Attisé par une certaine curiosité, je n’ai pas pu me résoudre à ne pas écouter les quelques extraits publiés ces dernières semaines avant la sortie officielle de l’album. Et le moins que l’on puisse dire c’est que j’y ai trouvé un Cannibal Corpse plus remonté que jamais. Si les Américains n’ont jamais été du genre à se trainer la teub sur des mid-tempos mollassons,
Red Before Black s’avère être un de leurs disques les plus Thrash. Un choix qui accessoirement ne fera pas l’unanimité puisque les compositions des Américains vont inévitablement gagner en simplicité là où le groupe avait pour habitude de proposer des morceaux rythmiquement plus riches et complexes. N’allez pas croire pour autant qu’Alex Webster et Pat O'Brien, les principaux compositeurs de Cannibal Corpse, se reposent sur leur lauriers pour autant, c’est juste que les deux hommes ont opté ici pour une approche sensiblement plus primitive et immédiate que par le passé. A ce titre, "Only One Will Die" et "Red Before Black" constituent à eux deux une entrée en matière particulièrement efficace et éloquente qui illustre parfaitement toute la teneur de mon propos. Direct et sans aucun compromis, Cannibal Corpse entre ainsi dans le vif du sujet en taillant dans le gras à grands coups de hachoir, laissant ainsi les riffs et autres soli fuser à toute berzingue. Et ces deux morceaux sont loin d’être des cas isolés. De "Code Of The Slashers" (au moins sur sa partie centrale) à "Remaimed" jusqu’aux accélérations fulgurantes de "Firestorm Vengeance" en passant par "Heads Shoveled Off " ou "Destroyed Without A Trace", les Américains possèdent encore de beaux restes et n’ont clairement de leçon à recevoir de personne en matière de brutalité et de vitesse d’exécution.
Pour autant,
Red Before Black ne manque certainement ni de relief ni de groove et comme à l’accoutumé, les Américains y vont de leurs morceaux moins bas du front où les coups de hachoirs se transforment en véritable coups de massue. Entre les nombreux breaks/ralentissements assassins taillés pour briser des nuques par paquet de cent ("Only One Will Die" à 1:37, "Shedding My Human Skin" à 0:13, "Firestorm Vengeance" à 0:43, "Heads Shoveled Off" à 1:57, "Corpus Delicti" à 0:23, "Scavenger Consuming Death" à 0:45 et 2:57, "In The Midst Of Ruin" à 0:48, etc) et les quelques séquences plombées comme sur la première et la dernière minute de "Code Of The Slashers", les premières secondes de "Shedding My Human Skin", une bonne moitié de "Remaimed" et ainsi de suite... Là encore bien peu de surprise mais peu importe car le groupe conserve ce sens du rythme et de la cadence qui donne une fois encore à ce quatorzième album toute cette énergie et cette intensité.

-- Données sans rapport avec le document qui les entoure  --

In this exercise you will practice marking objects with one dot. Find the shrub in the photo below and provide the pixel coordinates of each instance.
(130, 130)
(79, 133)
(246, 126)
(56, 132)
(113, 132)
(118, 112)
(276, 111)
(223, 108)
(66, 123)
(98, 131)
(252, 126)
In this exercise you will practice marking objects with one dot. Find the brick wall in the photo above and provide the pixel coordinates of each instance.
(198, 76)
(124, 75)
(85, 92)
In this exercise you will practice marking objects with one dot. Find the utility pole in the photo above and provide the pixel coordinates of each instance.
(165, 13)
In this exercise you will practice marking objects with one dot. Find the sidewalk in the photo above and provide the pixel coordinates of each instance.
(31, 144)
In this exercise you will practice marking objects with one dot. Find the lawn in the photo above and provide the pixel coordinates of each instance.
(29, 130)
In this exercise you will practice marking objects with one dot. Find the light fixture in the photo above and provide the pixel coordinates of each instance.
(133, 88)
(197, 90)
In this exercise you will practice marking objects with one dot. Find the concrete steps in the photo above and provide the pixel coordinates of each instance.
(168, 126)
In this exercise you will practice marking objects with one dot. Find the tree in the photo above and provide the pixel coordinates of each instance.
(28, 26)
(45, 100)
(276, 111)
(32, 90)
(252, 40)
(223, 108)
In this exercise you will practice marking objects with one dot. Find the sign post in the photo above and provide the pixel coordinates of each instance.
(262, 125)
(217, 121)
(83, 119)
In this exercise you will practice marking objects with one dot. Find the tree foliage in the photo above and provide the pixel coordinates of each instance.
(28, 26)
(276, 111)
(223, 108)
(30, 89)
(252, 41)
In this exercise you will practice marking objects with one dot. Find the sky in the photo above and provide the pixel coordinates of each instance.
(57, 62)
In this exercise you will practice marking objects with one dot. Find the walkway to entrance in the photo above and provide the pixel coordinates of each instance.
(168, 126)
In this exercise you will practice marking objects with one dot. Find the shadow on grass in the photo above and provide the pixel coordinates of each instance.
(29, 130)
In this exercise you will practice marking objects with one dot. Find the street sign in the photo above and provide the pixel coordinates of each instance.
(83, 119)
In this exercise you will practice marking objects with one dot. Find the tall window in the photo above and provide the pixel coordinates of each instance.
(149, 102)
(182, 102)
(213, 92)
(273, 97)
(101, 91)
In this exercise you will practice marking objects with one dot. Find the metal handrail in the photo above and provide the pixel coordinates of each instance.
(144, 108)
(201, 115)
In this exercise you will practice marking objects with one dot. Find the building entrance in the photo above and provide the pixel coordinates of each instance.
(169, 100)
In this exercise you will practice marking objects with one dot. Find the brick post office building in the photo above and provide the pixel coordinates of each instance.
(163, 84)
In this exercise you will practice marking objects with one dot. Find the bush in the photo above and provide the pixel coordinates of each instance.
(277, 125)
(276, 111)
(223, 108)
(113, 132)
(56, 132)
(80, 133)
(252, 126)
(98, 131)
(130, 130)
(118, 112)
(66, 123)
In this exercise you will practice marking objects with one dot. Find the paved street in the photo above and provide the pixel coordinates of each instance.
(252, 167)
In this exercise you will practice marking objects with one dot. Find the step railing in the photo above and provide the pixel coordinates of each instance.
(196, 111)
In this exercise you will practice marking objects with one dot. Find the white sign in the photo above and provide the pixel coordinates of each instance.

Car on l’oublie peut-être un peu par habitude, mais putain, les musiciens de Cannibal Corpse sont loin d’être des bras cassés. De retour sous la houlette d’Erik Rutan,
Red Before Black jouie d’une production puissante et limpide bien loin de paraître artificielle. Le travail de l’ex-Morbid Angel met ainsi une fois de plus en lumière toute la maîtrise et la dextérité de chacun des cinq musiciens à commencer par un Corpsegrinder toujours aussi impressionnant dans sa capacité à débiter à une vitesse folle ses paroles cradingues et dégoulinantes. Viennent derrière la paire O’Brien / Barret qui tricote à qui mieux-mieux en laissant filer de temps à autre quelques solos toujours très bien sentis ainsi qu’un Paul Mazurkiewicz qui jamais ne semble à bout de souffle. En ce qui concerne Alex Webster, celui-ci ne démérite une seule seconde mais j’aurai aimé qu’on puisse l’entendre autrement que sur ces quelques moments où lui seul joue.
Voilà, je pense que l’on a fait le tour de la question. Ce
Red Before Black est un album de Cannibal Corpse tout ce qu’il y a de plus classique que ce soit dans en terme de composition, d’exécution ou d’atmosphère de Z Movies horrifiques. Ayant pour ma part apprécié les précédents albums des Américains, je ne parlerais pas de retour gagnant pour qualifier ce nouvel album mais une chose est sure, l’influence Thrash du groupe se fait ici nettement plus sentir qu’auparavant. Mené le couteau entre les dents,
Red Before Black ne devrait pas surprendre grand monde. Pour autant, la qualité des riffs et l’impact de chaque composition devraient pouvoir remporter l’approbation de la plupart des amateurs de Cannibal Corpse. C’est donc assurément ce que l’on appelle un bon cru.